Part of the gardener’s job is to choose a selection of plants that complement each other’s assets while compensating for any faults. As the poppy foliage dies away, a nearby Moonbeam coreopsis (C. lanceolata) fills the now open garden space with cheerful yellow flowers. If your color palette leans toward cooler shades, the pincushion flowers of Scabiosa Butterfly Blue and Pink Mist will continue to bloom well beyond the summer months.

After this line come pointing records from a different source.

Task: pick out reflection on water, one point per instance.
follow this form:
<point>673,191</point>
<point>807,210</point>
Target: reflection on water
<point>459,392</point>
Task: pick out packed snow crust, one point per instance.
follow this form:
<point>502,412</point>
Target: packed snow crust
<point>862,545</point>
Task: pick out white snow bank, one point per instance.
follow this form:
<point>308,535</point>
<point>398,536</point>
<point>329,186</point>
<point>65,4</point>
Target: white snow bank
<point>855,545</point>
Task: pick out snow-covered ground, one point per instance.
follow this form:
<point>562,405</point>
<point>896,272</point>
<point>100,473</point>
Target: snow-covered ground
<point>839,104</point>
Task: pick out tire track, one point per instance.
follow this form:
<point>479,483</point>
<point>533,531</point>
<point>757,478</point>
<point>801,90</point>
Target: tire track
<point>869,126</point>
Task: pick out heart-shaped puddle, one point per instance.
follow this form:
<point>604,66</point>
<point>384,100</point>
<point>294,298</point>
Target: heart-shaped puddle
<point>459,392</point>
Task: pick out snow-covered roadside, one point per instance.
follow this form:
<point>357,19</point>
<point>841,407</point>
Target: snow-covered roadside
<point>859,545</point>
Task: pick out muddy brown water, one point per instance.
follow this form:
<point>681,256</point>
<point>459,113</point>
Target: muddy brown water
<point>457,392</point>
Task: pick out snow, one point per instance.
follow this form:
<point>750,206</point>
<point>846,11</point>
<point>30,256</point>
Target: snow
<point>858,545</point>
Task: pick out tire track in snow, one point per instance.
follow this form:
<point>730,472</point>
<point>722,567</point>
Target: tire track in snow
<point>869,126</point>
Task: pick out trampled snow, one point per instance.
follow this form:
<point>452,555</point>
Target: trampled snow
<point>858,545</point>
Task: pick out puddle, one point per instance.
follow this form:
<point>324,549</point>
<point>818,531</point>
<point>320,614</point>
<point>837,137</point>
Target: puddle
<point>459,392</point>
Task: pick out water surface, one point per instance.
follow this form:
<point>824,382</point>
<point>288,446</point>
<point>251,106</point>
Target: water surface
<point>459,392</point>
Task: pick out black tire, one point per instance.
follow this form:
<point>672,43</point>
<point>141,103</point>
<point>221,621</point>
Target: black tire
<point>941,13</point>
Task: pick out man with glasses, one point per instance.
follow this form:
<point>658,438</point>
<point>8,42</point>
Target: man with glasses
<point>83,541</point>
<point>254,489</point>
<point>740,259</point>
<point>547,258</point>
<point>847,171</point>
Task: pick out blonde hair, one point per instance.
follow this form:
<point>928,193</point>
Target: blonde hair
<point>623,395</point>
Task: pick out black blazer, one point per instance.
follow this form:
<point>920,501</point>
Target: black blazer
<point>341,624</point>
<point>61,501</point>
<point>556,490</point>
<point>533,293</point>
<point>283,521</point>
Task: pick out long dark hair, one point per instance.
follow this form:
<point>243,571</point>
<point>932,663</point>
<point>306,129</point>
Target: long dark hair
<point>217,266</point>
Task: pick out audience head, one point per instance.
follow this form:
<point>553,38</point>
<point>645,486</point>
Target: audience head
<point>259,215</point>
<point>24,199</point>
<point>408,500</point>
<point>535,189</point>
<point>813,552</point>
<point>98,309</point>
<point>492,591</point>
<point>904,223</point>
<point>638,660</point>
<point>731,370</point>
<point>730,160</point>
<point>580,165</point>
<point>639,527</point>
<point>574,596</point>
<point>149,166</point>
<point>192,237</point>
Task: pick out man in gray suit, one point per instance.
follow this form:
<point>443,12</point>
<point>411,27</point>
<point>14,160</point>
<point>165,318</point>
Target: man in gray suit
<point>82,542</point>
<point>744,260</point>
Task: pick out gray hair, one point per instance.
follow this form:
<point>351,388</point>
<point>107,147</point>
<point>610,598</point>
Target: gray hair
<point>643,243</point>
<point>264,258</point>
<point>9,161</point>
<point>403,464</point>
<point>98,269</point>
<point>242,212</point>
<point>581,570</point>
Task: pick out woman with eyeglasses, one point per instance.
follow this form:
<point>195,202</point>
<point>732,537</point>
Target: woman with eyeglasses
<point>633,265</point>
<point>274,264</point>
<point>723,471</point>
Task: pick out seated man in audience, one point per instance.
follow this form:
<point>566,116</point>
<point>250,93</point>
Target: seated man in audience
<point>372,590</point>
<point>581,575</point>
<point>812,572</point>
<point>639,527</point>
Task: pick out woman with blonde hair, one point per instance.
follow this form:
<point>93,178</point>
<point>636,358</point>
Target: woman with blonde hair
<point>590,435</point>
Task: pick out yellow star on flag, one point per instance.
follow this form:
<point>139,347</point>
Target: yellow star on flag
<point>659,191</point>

Each daylily blossom lasts only one day, but many plants produce enough bloom to flower all of June. An adjacent row of Japanese wind flowers (Anemone japonica) will carry the garden from summer into autumn. Both purple coneflower (Echinacea purpurea Magnus) and its cousin, Black-eyed Susan (Rudbeckia fulgida Goldsturm) will flower all the way to frost. Hearty seed heads feed hungry birds in winter weather.

Occasionally, a gardener will have to use annuals to fill in gaps left by perennials that go dormant in late summer. Sometimes gaps are caused by the loss of a shrub or tree to disease or stress. Think of it as another chance to experiment with color. Try a bed of all white impatiens in the shade, classic red geraniums along a gravel path or cosmos in cool shades of pink for a garden in full sun.

The reality of hands-on gardening is that you are free to try any combination of plants you like in a live-and-learn state of mind. Like collecting a bouquet of flowers, you do not have to get the mix exactly right. What, after all, is right for you, them or me? An amateur job done whole-heartedly brings pleasure before the results are in and lays the groundwork for future expertise. The real art of gardening lies in learning to enjoy the garden you have created today even as you plan for changes in the sequence of years to come.